Connect investment to wealth and outcomes
Compensation, equity grants, and clear paths to ownership-level roles are part of how companies invest in their teams. The strongest organizations make these connections explicit, especially for BIPOC professionals who have historically been excluded from them.
Tie compensation conversations to performance, scope, and impact, with transparent criteria. Vague compensation conversations produce inequitable outcomes.
Where Employee Relations Fits
Investment cultures still need formal channels for the moments when inclusion breaks down. AllVoices' employee relations function support helps HR teams handle those moments with consistency. Our HR case management system holds the trail of every concern, response, and outcome in one place.
How does ER reinforce a team-investment strategy?
ER teams see patterns that no other function sees. Repeated concerns tied to a single manager, team, or function are early signals that the investment strategy is not reaching everyone equally. Sharing those patterns with leaders, with appropriate confidentiality, gives the company a chance to fix the gap before it shows up in attrition.
That feedback loop is what keeps investment from feeling performative.
Frequently Asked Questions About Investing in Your Team
What is the difference between mentorship and sponsorship?
Mentorship is advice and support. Sponsorship is active advocacy that opens doors. Both matter, but sponsorship is what most often translates into senior-level career outcomes.
How do you measure whether team investment is reaching everyone?
Use promotion rates, pay data, access to stretch assignments, and engagement scores broken down by demographic group. Trend lines over time matter more than any single quarter.
How do anonymous channels fit a culture of trust?

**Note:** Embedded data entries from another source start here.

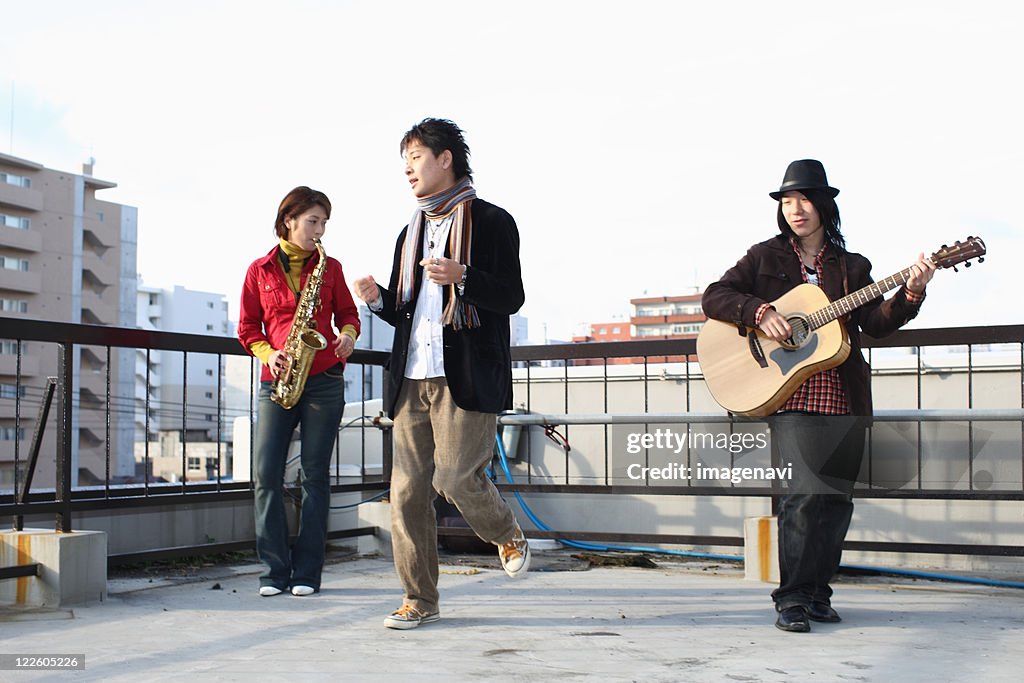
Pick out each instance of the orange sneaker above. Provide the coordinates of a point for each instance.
(515, 554)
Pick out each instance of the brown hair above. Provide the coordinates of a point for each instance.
(296, 203)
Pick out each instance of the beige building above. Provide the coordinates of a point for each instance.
(66, 256)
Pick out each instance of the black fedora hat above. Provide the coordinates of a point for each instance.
(804, 174)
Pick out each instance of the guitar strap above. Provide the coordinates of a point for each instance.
(842, 264)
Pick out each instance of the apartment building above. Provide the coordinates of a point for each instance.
(66, 256)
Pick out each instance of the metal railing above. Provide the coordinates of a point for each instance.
(64, 500)
(561, 361)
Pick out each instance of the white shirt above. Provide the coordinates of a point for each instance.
(426, 346)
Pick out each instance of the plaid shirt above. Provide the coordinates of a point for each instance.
(822, 393)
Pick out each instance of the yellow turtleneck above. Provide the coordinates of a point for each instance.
(296, 259)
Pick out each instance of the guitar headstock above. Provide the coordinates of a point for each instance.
(962, 251)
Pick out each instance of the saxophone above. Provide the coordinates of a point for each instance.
(303, 341)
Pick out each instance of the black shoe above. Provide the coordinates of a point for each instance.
(794, 619)
(819, 611)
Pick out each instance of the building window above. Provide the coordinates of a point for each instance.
(13, 305)
(18, 180)
(17, 222)
(10, 433)
(14, 263)
(11, 390)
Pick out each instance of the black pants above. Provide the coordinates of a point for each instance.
(825, 453)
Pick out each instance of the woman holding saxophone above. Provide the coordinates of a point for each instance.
(290, 298)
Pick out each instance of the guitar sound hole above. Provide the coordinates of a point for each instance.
(801, 332)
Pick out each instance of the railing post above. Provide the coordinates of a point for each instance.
(66, 364)
(22, 495)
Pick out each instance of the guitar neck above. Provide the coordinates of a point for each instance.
(857, 299)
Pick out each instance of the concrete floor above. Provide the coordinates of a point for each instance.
(679, 622)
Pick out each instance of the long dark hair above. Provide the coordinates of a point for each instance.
(827, 210)
(441, 134)
(297, 203)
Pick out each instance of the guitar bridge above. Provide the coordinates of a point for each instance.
(755, 345)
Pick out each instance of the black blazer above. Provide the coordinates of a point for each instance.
(771, 268)
(477, 360)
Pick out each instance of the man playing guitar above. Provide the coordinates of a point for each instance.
(817, 428)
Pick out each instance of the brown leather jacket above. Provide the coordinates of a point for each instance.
(771, 268)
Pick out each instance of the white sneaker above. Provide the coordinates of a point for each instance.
(408, 616)
(515, 554)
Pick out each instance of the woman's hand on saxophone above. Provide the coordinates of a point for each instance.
(343, 346)
(278, 363)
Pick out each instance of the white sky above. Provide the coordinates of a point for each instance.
(634, 142)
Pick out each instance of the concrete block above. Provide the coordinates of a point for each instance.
(73, 567)
(761, 549)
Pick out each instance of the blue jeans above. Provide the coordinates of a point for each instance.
(815, 514)
(318, 413)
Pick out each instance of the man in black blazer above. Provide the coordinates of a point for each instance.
(455, 282)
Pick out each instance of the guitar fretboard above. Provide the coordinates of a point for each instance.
(857, 299)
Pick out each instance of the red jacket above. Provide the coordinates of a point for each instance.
(268, 307)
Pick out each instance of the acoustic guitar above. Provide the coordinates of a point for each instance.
(750, 374)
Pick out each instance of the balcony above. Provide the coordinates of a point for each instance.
(20, 281)
(23, 198)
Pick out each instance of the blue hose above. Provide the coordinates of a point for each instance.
(735, 558)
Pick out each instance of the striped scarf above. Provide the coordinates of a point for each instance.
(457, 199)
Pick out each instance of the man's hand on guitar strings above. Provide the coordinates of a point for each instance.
(921, 273)
(775, 326)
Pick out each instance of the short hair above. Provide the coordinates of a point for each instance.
(297, 203)
(827, 210)
(441, 134)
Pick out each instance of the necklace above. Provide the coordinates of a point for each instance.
(433, 229)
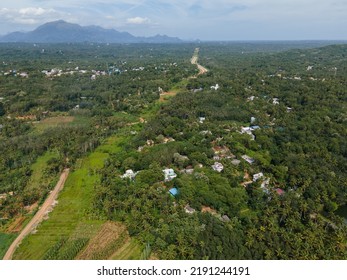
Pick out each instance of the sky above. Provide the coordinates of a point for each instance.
(189, 19)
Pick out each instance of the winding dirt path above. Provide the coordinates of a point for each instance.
(39, 216)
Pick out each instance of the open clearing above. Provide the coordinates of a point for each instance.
(73, 216)
(39, 216)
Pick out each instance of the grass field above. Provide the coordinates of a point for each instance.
(72, 218)
(5, 242)
(38, 168)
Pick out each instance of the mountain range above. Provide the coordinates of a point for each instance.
(63, 32)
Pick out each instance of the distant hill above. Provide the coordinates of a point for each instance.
(63, 32)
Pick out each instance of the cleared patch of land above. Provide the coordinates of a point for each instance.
(39, 216)
(130, 250)
(72, 218)
(109, 239)
(165, 95)
(5, 242)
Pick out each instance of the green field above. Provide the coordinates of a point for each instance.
(129, 251)
(5, 242)
(72, 217)
(38, 168)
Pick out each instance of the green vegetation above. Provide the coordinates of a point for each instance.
(5, 242)
(273, 120)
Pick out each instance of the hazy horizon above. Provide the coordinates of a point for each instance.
(220, 20)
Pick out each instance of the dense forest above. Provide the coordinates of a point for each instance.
(246, 161)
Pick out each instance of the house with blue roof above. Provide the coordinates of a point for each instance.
(173, 191)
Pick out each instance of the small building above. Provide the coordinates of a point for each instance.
(129, 174)
(218, 167)
(150, 143)
(235, 162)
(189, 210)
(173, 192)
(257, 176)
(169, 174)
(225, 218)
(216, 87)
(248, 159)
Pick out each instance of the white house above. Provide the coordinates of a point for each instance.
(275, 101)
(248, 159)
(218, 167)
(257, 176)
(202, 119)
(189, 210)
(216, 87)
(169, 174)
(129, 174)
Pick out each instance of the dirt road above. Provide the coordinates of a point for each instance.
(39, 216)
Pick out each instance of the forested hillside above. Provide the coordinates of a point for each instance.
(246, 161)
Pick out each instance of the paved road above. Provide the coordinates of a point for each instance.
(46, 206)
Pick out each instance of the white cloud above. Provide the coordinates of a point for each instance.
(31, 11)
(28, 15)
(138, 20)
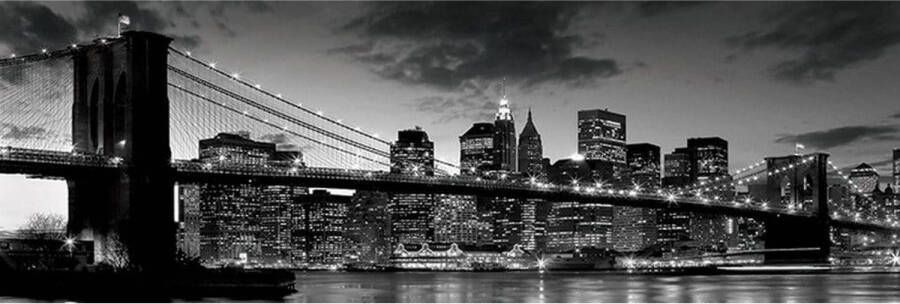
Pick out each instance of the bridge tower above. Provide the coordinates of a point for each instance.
(121, 109)
(805, 186)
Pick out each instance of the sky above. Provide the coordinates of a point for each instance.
(762, 75)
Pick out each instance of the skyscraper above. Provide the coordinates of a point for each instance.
(411, 213)
(709, 157)
(505, 138)
(674, 225)
(601, 137)
(589, 224)
(368, 228)
(635, 228)
(896, 169)
(709, 160)
(412, 153)
(456, 219)
(865, 178)
(476, 154)
(324, 233)
(531, 151)
(246, 221)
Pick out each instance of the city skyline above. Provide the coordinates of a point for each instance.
(337, 28)
(449, 151)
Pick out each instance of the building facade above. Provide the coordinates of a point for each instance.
(245, 222)
(531, 151)
(476, 154)
(412, 153)
(601, 138)
(505, 138)
(635, 228)
(326, 215)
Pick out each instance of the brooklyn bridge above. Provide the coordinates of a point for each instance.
(121, 117)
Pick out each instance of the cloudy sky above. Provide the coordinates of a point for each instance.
(761, 75)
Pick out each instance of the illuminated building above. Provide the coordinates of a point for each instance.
(672, 225)
(505, 138)
(709, 160)
(506, 215)
(562, 227)
(189, 220)
(531, 151)
(248, 222)
(459, 258)
(896, 169)
(476, 155)
(456, 220)
(601, 137)
(413, 153)
(411, 213)
(865, 178)
(589, 224)
(368, 228)
(326, 215)
(635, 228)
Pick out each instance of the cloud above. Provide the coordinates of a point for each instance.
(29, 27)
(14, 132)
(447, 45)
(836, 137)
(830, 37)
(655, 8)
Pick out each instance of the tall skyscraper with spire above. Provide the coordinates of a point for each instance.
(505, 138)
(531, 151)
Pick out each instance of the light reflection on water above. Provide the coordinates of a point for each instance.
(592, 287)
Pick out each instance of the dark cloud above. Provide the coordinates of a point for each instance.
(830, 36)
(29, 27)
(445, 45)
(836, 137)
(99, 13)
(655, 8)
(14, 132)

They give employees a way to raise concerns that direct conversation cannot yet hold. Used well, with consistent follow-up, they build the trust that supports more open conversation later.

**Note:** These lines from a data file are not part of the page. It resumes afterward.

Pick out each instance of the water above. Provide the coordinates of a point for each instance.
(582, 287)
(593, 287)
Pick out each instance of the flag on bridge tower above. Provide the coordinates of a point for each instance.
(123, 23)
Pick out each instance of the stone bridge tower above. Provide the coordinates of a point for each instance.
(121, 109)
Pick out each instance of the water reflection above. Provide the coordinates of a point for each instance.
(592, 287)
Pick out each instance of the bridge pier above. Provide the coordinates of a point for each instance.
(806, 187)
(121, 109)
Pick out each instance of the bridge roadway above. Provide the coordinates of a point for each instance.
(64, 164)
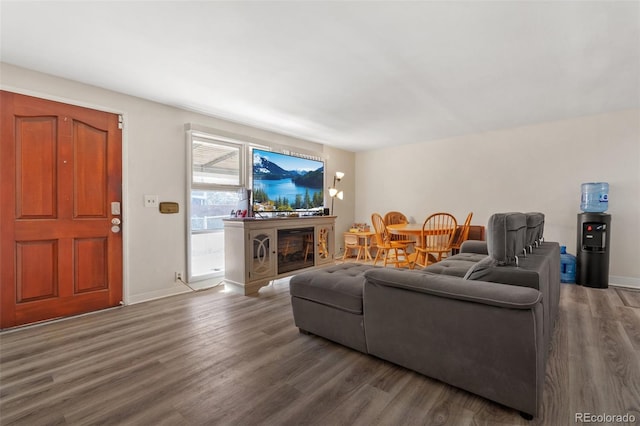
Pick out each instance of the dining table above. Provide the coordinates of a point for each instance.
(415, 229)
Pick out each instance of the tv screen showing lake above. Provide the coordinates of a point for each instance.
(283, 188)
(286, 182)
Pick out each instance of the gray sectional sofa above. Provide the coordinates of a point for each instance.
(481, 320)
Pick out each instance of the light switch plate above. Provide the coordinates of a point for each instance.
(151, 201)
(168, 207)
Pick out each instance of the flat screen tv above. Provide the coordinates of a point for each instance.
(286, 183)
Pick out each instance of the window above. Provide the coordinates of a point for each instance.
(215, 189)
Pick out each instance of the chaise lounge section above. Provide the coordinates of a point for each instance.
(488, 337)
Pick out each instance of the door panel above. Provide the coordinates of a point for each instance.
(90, 266)
(37, 270)
(61, 168)
(90, 171)
(36, 168)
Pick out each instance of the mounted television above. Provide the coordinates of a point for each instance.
(287, 183)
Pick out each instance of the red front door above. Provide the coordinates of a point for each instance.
(61, 188)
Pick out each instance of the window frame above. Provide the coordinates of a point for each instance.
(191, 186)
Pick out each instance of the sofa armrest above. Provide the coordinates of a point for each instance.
(483, 337)
(474, 246)
(488, 293)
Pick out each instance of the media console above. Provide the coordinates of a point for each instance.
(257, 251)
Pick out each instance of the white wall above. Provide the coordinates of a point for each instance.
(154, 163)
(531, 168)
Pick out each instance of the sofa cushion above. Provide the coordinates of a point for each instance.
(506, 237)
(535, 228)
(338, 286)
(456, 265)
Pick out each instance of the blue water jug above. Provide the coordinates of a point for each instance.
(567, 266)
(595, 197)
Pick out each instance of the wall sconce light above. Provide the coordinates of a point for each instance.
(333, 190)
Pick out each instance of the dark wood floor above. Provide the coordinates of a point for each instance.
(210, 358)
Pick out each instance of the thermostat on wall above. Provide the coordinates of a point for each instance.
(169, 207)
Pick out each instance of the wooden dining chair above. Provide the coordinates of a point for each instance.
(394, 218)
(352, 243)
(461, 235)
(438, 231)
(390, 250)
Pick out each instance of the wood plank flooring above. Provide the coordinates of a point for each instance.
(213, 358)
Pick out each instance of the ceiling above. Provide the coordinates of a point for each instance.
(355, 75)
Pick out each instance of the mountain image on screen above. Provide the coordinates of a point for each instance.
(284, 182)
(263, 169)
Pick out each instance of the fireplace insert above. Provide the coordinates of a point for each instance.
(295, 249)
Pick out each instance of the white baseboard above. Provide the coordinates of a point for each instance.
(629, 282)
(159, 294)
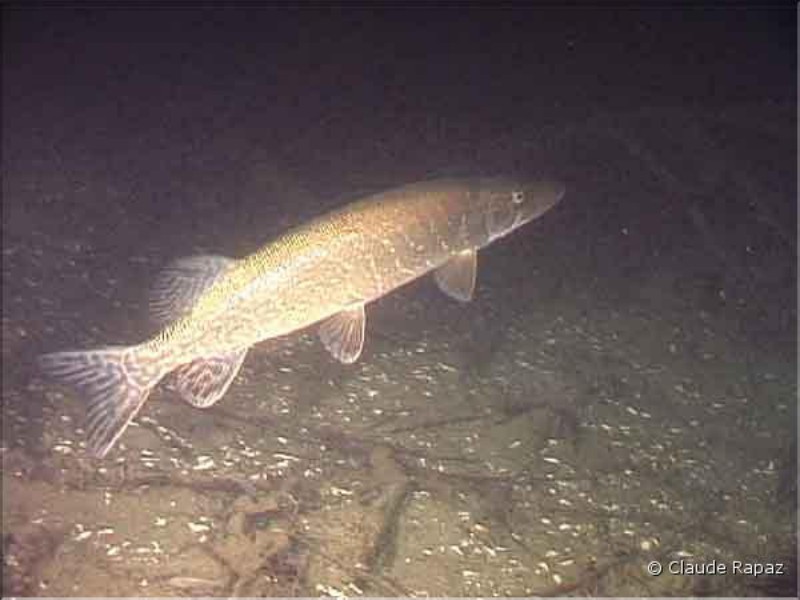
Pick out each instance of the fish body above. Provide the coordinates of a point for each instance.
(214, 308)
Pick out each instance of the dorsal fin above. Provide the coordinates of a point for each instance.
(181, 283)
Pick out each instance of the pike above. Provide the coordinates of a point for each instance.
(213, 308)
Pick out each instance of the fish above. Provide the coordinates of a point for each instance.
(212, 309)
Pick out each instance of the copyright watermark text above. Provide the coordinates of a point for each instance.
(715, 567)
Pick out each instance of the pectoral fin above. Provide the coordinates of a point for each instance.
(204, 381)
(343, 334)
(456, 277)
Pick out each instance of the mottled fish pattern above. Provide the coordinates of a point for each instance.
(213, 308)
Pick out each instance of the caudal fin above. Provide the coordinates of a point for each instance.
(116, 381)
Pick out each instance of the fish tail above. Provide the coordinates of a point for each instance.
(116, 381)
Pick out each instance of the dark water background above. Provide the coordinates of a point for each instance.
(134, 136)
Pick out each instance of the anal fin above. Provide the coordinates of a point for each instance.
(343, 334)
(456, 277)
(204, 381)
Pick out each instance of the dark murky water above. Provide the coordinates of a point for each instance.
(622, 389)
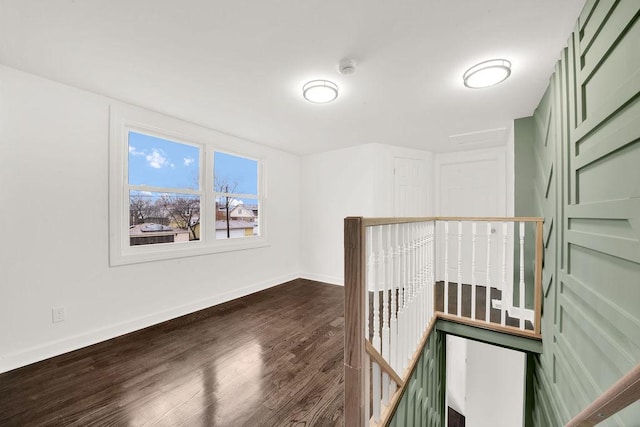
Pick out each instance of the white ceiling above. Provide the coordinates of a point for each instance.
(239, 66)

How do you keep DEI work from being cut in a downturn?
Frame it as performance and risk reduction. Quantify the cost of attrition, lost productivity, and ER cases tied to inclusion failures. Make the business case explicit.
How do you start building this in a company that has not done it before?
Start with listening. Run an honest employee survey, look at promotion and pay data, and map where the gaps are. Build from the data rather than from assumptions.
What's the first step for HR leaders who want to put this into practice?
Start with one team and one measurable outcome. Pick a function where the issue shows up sharply and a leader who is willing to model the new practice. Map the current state honestly: what is happening, who feels it, and what would good look like in ninety days. Share that picture with the team, ask them what is missing from your read, and adjust before launching anything formal. The goal of step one is alignment, not activity.
Once the picture is shared, pick two or three changes you can make inside one quarter. Resist the urge to launch a full program. Run the changes, measure the response with simple pulse questions, and report back. The combination of a focused team, a clear measure, and a public commitment to learn is what turns a good idea into a practice that spreads. HR leaders who try to launch everywhere at once usually end up launching nowhere.
Iterate from there. The teams that succeed treat the first cycle as a prototype, not a rollout. They keep what worked, drop what did not, and write down what they learned. By the time the practice expands to the next group, it has been pressure-tested by people who have a stake in seeing it work. That is the unglamorous work of putting any people-strategy idea into practice, and it is also the work that compounds.
The Bottom Line for HR Leaders
Guy Primus's work on closing the racial wealth gap and creating spaces where BIPOC professionals thrive points to a clear pattern. Companies that invest in their people, with sponsorship, anonymous feedback, transparent compensation, and ER infrastructure that catches inclusion failures, get the best work in return.
That investment is not a perk; it is part of how high-performing teams run. Skip it, and the cost shows up in attrition, lost productivity, and missed opportunities the company will never know it had.